# Starting a puppy on raw diet



## Wolfy007 (Mar 20, 2008)

Hello everyone,

Yesterday we brought home a 7 ½ week old solid black GSD puppy (he is now 16 lbs.)








We made a decision that he will be raw fed from day one (in the past I converted two GSDs to raw)
Few days before we brought Ace home we bought a bunch of chicken necks/wings and grinded them.
My question is how much to feed?
How long should I keep him on just chicken before introducing other meats and supplements (and which ones)?
So far he loves his chicken and there are no stomach issues.

Thank You in advance for all your input


----------



## tracyc (Feb 23, 2005)

What a handsome pup! 

I'm going through this exact issue right now with a 13-week old. 

Chicken is ideal as a first raw food, and it's a good sign that you're not having any issues so far.
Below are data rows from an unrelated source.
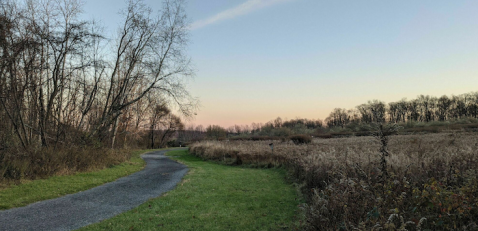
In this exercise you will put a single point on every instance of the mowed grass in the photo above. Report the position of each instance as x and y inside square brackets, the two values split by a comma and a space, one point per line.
[215, 197]
[56, 186]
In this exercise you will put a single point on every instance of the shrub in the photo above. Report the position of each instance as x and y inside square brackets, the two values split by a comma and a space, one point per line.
[301, 139]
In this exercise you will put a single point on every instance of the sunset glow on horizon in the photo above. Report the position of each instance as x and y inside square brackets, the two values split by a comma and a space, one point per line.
[257, 60]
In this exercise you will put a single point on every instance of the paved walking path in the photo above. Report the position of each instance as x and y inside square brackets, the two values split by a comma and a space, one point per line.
[80, 209]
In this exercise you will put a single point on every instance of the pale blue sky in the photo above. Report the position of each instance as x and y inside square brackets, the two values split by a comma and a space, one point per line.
[260, 59]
So congrats! 

A breed-standard size GSD will eat approximately 2 pounds of food a day, regardless of age (puppies need far more food as a percentage of body size than adults). 

The amount is calculated at 2-3% of the dog's ideal adult weight. 

That's just a "guesstimate" because every dog has a different activity level and metabolism---but that should get you pretty close. Just watch the pup to make sure he doesn't look either too fat or too thin. 

I'd divide that amount into 3 feedings of 10 oz. each for now... then reduce it to 2 feedings of 16 oz. each in a month or two. 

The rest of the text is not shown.